What could go wrong in decentralised autonomous organisations?
In a perfect world every DAO should be decentralised and autonomous, with an edge over traditional forms of organisations, such as companies.
DAOs can coordinate expansive networks of human resources and capital across the globe. DAO communities should be able to make swift decisions without power hierarchies, to create velocity and be efficient. DAO treasuries can become self-sustaining (and profitable?).
So with all these (and more) benefits, what are the risks?
🚩 Red flags
- Lack of Knowledge: DAO stands for decentralized autonomous organisation, which in theory should be accessible to people worldwide. However, in practice, there is still a lack of awareness and knowledge around what DAOs are and how they function. This barrier is further compounded by the fact that most people who are interested in crypto are only looking to make a quick profit. It can be difficult to find potential contributors for your DAO who have both the expertise and the motivation to work on a decentralised project.
- Lack of Expertise: Hiring for any web3 project is notoriously complex, and people with the skills come with a hefty price. It would help if you had experts in community growth, people with in-depth tooling knowledge, familiar with governance, a treasury with deep liquidity and experts in managing the treasury. One way to find an initial core team with the expertise to start and run a DAO is to look for people who have already been involved in successful DAOs. These people will likely have the necessary skills and experience to help get your DAO off the ground. Additionally, they will also be familiar with the challenges and obstacles that come with running a DAO, which can be invaluable when it comes to troubleshooting and problem-solving.
- Lack of Compliance: DAOs are intended to function as trustworthy, decentralized and democratic organisations, powered by smart contracts and governed by token holders. But this is not always the case in practice. A high-profile example is the so-called "Wonderland saga," in which the co-founders of this DAO did not know each other's real names and a billion-dollar treasury later vanished. Another example is the QuadriqaCX exchange, which was popularised by a recent Netflix documentary. This exchange allegedly stole millions of dollars from a DAO's treasury, leading to the collapse of the TIME token. These examples illustrate the risks associated with investing in DAOs. When you invest in a DAO, you are trusting that the individuals behind it are honest and competent. However, as these examples show, this is not always the case.
- Hacks and exploits: The original DAO should serve as a reminder of the potential perils. Just three months after launching on Ethereum, The DAO was hacked, forcing Ethereum to fork. To put this into perspective, this historic fork happened after a $60 million hack, whilst over just this past quarter, according to Immunefi, more than $1.23 billion was lost as the result of crypto hacks and fraud.
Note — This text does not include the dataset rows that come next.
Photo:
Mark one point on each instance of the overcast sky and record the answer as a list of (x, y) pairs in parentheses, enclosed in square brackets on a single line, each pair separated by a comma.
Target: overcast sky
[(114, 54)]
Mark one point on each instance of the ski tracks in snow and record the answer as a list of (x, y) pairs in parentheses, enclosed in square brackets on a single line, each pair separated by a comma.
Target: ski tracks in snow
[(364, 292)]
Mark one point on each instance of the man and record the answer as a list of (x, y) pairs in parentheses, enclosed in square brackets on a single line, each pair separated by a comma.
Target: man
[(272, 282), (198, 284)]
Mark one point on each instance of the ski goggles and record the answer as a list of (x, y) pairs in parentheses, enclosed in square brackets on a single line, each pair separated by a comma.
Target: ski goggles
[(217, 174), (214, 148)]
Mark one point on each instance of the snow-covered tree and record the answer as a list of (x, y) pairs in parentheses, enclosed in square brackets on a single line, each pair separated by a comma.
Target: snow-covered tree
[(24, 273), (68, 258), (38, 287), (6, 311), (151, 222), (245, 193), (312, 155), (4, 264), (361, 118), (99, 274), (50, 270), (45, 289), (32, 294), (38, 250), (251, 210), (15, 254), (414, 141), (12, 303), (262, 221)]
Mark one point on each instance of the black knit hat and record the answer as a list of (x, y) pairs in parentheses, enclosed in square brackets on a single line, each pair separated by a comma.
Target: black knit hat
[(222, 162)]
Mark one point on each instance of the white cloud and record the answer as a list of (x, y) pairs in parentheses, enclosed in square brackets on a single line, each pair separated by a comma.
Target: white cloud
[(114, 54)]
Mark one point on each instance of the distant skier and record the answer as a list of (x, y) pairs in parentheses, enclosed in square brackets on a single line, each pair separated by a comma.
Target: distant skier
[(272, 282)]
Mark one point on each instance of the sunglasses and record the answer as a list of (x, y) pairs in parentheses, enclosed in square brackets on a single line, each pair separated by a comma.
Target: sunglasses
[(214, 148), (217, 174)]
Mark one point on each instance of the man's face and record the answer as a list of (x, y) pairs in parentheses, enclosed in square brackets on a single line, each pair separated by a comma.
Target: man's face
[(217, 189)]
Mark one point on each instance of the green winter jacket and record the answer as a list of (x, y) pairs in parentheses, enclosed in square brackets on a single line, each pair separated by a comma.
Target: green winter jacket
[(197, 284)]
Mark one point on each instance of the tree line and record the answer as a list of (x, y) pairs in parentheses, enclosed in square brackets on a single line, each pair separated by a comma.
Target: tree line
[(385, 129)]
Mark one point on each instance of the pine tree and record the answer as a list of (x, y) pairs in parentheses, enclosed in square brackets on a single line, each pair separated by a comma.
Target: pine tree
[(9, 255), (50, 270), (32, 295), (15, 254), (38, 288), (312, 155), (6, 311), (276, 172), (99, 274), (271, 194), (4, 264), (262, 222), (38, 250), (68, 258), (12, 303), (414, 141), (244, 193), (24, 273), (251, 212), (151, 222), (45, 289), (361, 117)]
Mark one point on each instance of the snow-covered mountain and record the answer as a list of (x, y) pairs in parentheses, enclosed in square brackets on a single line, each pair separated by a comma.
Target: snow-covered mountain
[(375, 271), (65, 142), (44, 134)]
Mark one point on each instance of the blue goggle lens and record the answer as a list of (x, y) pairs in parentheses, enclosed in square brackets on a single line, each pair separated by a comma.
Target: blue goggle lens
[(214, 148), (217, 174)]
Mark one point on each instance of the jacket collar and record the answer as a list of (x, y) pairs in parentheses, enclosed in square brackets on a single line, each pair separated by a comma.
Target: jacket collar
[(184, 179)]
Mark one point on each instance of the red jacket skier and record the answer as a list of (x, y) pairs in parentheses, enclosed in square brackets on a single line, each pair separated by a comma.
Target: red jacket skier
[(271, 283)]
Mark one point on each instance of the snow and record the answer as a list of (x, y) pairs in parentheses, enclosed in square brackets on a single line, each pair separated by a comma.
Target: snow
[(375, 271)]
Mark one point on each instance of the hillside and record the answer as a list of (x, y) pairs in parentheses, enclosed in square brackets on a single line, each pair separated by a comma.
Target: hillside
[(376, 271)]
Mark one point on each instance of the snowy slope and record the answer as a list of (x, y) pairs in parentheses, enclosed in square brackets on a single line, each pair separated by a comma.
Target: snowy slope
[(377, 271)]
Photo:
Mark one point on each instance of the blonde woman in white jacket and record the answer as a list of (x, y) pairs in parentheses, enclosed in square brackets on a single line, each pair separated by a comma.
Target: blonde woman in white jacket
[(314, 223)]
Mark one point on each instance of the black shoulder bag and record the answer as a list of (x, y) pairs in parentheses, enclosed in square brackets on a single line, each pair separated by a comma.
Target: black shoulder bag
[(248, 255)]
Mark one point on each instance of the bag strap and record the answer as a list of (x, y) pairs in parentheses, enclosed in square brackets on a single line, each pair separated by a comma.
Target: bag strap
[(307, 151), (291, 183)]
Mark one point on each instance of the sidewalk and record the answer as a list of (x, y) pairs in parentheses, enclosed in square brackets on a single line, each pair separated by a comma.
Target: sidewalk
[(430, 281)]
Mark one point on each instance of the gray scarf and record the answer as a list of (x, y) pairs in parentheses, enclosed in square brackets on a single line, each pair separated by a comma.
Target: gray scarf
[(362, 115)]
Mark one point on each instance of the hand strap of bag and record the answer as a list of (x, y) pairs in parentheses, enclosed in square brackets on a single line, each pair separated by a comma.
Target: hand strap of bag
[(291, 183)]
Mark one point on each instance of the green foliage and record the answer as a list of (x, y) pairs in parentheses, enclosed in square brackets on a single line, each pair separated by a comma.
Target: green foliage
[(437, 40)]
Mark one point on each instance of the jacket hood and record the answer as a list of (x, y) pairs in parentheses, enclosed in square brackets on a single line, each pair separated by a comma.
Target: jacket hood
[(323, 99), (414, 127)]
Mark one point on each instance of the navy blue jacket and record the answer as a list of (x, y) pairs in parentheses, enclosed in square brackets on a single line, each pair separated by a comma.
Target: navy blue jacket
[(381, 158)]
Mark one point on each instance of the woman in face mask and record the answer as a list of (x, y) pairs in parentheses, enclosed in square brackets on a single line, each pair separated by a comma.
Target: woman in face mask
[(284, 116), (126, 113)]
- Treasury management: DAOs are subject to the same volatility as the underlying asset classes they invest in. While many DAOs try to build up a large reserve of stable coins, this can quickly become depleted. DAOs turn to more yield-generating investments to keep the treasury afloat. Most DAOs follow the same playbook, an allocation to convex, Curve, Redacted Cartel for bribes and stable coin yield protocols. A collapse in Curve would have cascading effects on multiple treasuries. The key is to diversify yourDAO's holdings across different protocols and asset classes. By doing so, you can protect your DAO from black swan events and ensure that it continues to generate returns for its members.
- Governance exploits: One of the main attractions of a DAO is that it offers a decentralized form of governance, where anyone can join and have a say in how the organisation is run. However, this decentralized governance model also opens up the possibility of corruption. If a few wallets own 51% of the voting power or collude to hold 51% of the voting power, they can effectively control the treasury or pass votes in their best interest. This is known as a Sybil attack, which allows a small group of people to control the entire organisation to undermine the democratic process and potentially misappropriate DAO treasury funds.
- Regulatory and operational risks. Because DAOs are so new, there is no existing framework to regulate and tax them. This creates a number of practical challenges and dilemmas, such as: Should a DAO pay a member in a sanctioned country? How do you offer health benefits or a savings plan to a member in an unfamiliar country? How do you pay someone in a country with no crypto off-ramp? What accounting software do you use?
To DAO or Not To DAO?
Be aware of the risks and challenges, but as DAOs are not bound by geographical borders or traditional organisational structures, they have the potential to radically change the way we coordinate and cooperate.
While the idea of DAOs is still in its infancy, there are already a number of different types of DAOs that are being created, including legal DAOs, security DAOs, treasury DAOs, tooling DAOs, and consulting DAOs.
Some of the brightest minds in the blockchain space are working on the challenges of creating, governing and managing DAOs.
Join a DAO, or launch your own. You will certainly have some fascinating stories to tell in future about how you were part of the early days of the DAO movement.